The civil service's biggest union has this week pledged to take its battle with HM Treasury over pensions reform to the Supreme Court.
PCS said that it and other public sector unions would challenge an April decision at the Court of Appeal, which backed the government's plans to make public sector pension schemes fund the cost of repairing ministers' failed 2015 changes.
Those changes were declared illegal in 2018 by the High Court because of the way they discriminated against younger pension-scheme members. The Court of Appeal subsequently upheld the decision.
The so-called "McCloud judgment" resulted in the changes being set aside and forced the government to devise a remedy to fix the unfairness that had been identified.
The McCloud remedy is now estimated to come with a price tag of £19bn, and part of the government's solution involves keeping scheme members' contributions higher than they would otherwise have been under a cost-control mechanism baked into the original reforms.
PCS says the McCloud remedy is costing Civil Service Pension Scheme members an average of £53 a month – adding up to more than £3,000 for each contributing scheme member since 2019, when the cost-control mechanism should have kicked in and reduced contributions.

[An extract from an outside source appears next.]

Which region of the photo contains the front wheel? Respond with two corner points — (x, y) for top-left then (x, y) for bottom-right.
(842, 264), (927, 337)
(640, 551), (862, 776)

The union's general secretary Fran Heathcote described the situation as "the great pensions robbery".
"The valuation of our pension scheme proved that, if anything, we have all paid too much and are due money back," she said.
The Fire Brigades Union is the lead challenger in the case. PCS, the Prison Officers Association, the Royal College of Nursing and Unite are supporting the challenge. Civil service unions Prospect and the FDA are interested parties.
Last year the High Court sided with the government over the unions' McCloud remedy challenge on the cost-control mechanism governing member contributions.
Judge Mr Justice Choudhury said there was “nothing” in the terms of the Public Service Pensions Act 2013 – which underpins the 2015 pensions reforms – to stop the government from taking costs like the McCloud remedy into account in considering the financial health of public sector pension schemes.
"The fact that those costs are the result of a finding of discrimination against the government does not of itself render it absurd or unconscionable for them to be taken into account, any more than might be an increase in costs that were the result of irretrievably poor economic policy choices made by government," he said.
The judge's decision was upheld in April's Court of Appeal judgment.
If the unions are granted a Supreme Court challenge, the basis for both decisions will be probed by the UK's final court of appeal.